Treasury announces start of sale of $2.2 billion in trust preferred shares of Citigroup

By Martin Crutsinger, AP
Wednesday, September 29, 2010

Treasury announces sale of Citigroup shares

WASHINGTON — The government said Wednesday it is starting to sell $2.2 billion in trust preferred shares that it holds in Citigroup, another move to recoup the costs incurred in the $700 billion financial bailout.

The Treasury Department said the pace of the sales would be determined by market conditions.

The $2.2 billion in trust preferred shares were received by the government as part of Treasury’s agreement in January 2009 to share potential losses on a pool of $301 billion of assets held by Citigroup.

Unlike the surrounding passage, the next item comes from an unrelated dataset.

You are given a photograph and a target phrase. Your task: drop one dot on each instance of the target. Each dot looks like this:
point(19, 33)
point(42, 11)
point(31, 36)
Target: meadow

The loss-sharing arrangement also involved the Federal Deposit Insurance Co. and the Federal Reserve. Citigroup paid the Treasury and the FDIC a premium in the form of securities for their willingness to share potential losses over a five to 10-year period.

The loss sharing arrangement was terminated in December 2009 at the request of Citigroup. Treasury was never required to make any payments under the arrangement and has no further obligation to do so.

The sale of the trust preferred shares will be handled by a syndicate of Wall Street investment firms including BofA Merrill Lynch, J.P. Morgan, Morgan Stanley, UBS Investment Bank and Wells Fargo Securities. These firms will solicit bids for the securities and will sell off the securities based on the bids received.

The sale of the Citigroup trust preferred securities is being handled separately from the sale of $25 billion in Citigroup common stock that the government owns.

Citigroup received $45 billion in taxpayer support in one of the largest bank rescues by the government in addition to the insurance provided against losses on the pool of $301 billion in assets.

Of the $45 billion, $24 billion was converted to a government ownership stake which the government has been selling off last spring. The bank repaid the other $20 billion in December 2009.

The government bailout of banks, auto companies and insurance giant American International Group Inc. have drawn heavy criticism. Many charge the Wall Street firms that helped lead the country into recession are now reaping big profits while ordinary Americans are continuing to struggle with high unemployment, soaring home foreclosures and a weak economy.